Yeeeah. No, that wasn’t happening. She looked from side to side, scanning the fields that bordered her town’s high school. The school had been planned and built way out, in an area that wasn’t residential or commercial. She’d have to hike a few miles at best, in high heels that she wasn’t used to wearing.
Jenna held her breath as a car whipped by. It had moved so slowly that she hadn’t even thought to wave, though her hazards were blinking merrily. A couple hundred yards away, the driver stopped and she watched, hopeful, as he or hopefully she , would help.
The car—some black car—maybe a Mustang—stopped and the driver’s side door opened. Someone big and tall and very, very male stepped out. It was dim; he wasn’t washed in the lights of her hazards, and she had a brief fight or flight reaction, but she managed to squelch it. Barely.
Then he stepped into the lights of her car, and she gasped. This wasn’t anyone strange; this was someone she knew, and knew well.
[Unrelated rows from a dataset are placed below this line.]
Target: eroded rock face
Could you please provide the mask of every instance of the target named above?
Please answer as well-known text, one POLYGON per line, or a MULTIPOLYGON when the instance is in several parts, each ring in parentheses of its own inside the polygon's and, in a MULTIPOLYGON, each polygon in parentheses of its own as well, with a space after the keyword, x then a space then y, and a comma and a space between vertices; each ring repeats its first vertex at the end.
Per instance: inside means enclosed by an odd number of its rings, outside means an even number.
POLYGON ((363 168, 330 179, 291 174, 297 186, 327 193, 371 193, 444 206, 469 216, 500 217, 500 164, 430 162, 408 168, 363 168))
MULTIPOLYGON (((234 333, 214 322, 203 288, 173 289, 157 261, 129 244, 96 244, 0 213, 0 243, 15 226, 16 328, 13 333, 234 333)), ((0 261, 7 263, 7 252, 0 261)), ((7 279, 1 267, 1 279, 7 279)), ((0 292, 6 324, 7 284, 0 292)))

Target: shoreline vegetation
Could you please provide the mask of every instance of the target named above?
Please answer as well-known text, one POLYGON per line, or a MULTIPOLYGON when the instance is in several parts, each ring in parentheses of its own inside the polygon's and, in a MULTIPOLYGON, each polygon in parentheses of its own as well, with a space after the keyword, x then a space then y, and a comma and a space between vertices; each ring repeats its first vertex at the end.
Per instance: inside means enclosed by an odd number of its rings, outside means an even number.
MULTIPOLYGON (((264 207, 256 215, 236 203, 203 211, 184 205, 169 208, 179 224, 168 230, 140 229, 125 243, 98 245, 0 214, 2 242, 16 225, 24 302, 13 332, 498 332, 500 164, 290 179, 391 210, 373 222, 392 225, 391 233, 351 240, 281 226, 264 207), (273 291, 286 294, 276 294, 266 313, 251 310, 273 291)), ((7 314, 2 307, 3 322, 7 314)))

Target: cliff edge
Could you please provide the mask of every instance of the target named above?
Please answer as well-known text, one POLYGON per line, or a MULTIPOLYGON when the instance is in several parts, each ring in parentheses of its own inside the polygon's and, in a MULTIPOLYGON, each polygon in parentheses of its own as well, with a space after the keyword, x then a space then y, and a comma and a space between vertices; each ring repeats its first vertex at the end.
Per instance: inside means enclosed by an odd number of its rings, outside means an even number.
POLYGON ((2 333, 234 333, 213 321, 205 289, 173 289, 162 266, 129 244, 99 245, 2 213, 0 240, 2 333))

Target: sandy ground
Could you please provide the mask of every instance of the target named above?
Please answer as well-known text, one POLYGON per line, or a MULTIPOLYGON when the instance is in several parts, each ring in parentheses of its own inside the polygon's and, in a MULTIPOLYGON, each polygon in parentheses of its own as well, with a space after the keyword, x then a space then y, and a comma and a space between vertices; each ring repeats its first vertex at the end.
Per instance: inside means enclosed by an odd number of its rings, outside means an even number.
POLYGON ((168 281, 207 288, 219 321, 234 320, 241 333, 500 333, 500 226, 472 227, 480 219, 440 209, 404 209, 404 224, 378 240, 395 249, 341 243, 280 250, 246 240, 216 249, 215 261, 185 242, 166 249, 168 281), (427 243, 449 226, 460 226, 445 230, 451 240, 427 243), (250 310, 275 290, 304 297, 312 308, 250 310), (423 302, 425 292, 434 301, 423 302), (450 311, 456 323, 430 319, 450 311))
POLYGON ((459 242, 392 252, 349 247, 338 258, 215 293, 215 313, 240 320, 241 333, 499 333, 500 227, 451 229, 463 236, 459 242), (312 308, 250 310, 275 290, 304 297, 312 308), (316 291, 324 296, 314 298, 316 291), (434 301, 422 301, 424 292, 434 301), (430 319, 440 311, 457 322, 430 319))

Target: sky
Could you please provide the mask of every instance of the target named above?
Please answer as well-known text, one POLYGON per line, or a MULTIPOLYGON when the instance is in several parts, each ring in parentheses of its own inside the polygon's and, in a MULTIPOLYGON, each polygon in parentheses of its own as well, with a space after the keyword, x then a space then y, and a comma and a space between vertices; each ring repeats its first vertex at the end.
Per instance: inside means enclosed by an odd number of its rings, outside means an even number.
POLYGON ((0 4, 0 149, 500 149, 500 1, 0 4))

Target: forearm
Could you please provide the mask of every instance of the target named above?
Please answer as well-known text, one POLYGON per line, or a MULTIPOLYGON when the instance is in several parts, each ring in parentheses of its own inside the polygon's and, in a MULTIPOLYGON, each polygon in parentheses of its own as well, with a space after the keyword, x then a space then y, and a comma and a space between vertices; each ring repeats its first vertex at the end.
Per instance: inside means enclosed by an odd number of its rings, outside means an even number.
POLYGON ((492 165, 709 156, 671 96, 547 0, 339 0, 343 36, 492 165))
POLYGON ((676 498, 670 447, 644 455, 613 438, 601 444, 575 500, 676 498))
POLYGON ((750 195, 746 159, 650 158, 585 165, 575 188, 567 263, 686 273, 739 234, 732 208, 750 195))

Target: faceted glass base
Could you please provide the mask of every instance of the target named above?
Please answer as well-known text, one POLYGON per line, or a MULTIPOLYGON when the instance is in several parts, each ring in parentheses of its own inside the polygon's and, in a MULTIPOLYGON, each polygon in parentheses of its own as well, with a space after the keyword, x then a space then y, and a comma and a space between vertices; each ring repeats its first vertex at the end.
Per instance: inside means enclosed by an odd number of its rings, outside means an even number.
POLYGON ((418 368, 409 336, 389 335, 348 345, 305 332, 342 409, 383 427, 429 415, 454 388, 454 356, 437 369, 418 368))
“Hi, Nick,” she said, her heart suddenly hammering. He stopped in his perusal, looking her up and down slowly. When he got to her face, his eyes widened, and he licked his lips.
“Jenna?” he asked and she could sense he was blushing. “What are you—” He stopped himself. “What are you…” He closed his eyes and shook his head.
“Breakdown,” she said softly, very aware that she was in party clothes.
“Did you call your dad?” he asked, and she shook her head. Nick and her father had been friends since grammar school, and she imagined he would have assumed that.
“No, my phone is dead.”
He kept looking at her; her father’s very best friend in the world. Uncle Nick; she’d grown up with him. And he’d so been checking her out. Whoa. Weird. But kind of...nice.
“Where have you been, Jenna?” he asked, his voice rougher than she could ever remember it being. That was so not Uncle Nick; later just Nick. He’d been a constant in her life since she could remember, whether it was Dad and Uncle Nick going to games some weekends, to him watching her when Mom and Dad had gone away for their fifteenth anniversary, to helping her with her college essays, to…well, everything.
She’d always thought of him as Dad’s best friend, never as a guy, but whoa boy he was checking her out in a way that was anything but interested.
Then again, Jenna was dressed pretty revealingly, not at all like her demure work-like self. Instead of Mickey and Minnie on her scrubs, she had an off the shoulder top, with a statement bra on underneath, her top thin enough that her red and black bra showed through. Her skirt wasn’t quite mini—as a bigger than average gal she didn’t feel comfortable in skirts that revealed too much, especially when her shirt did.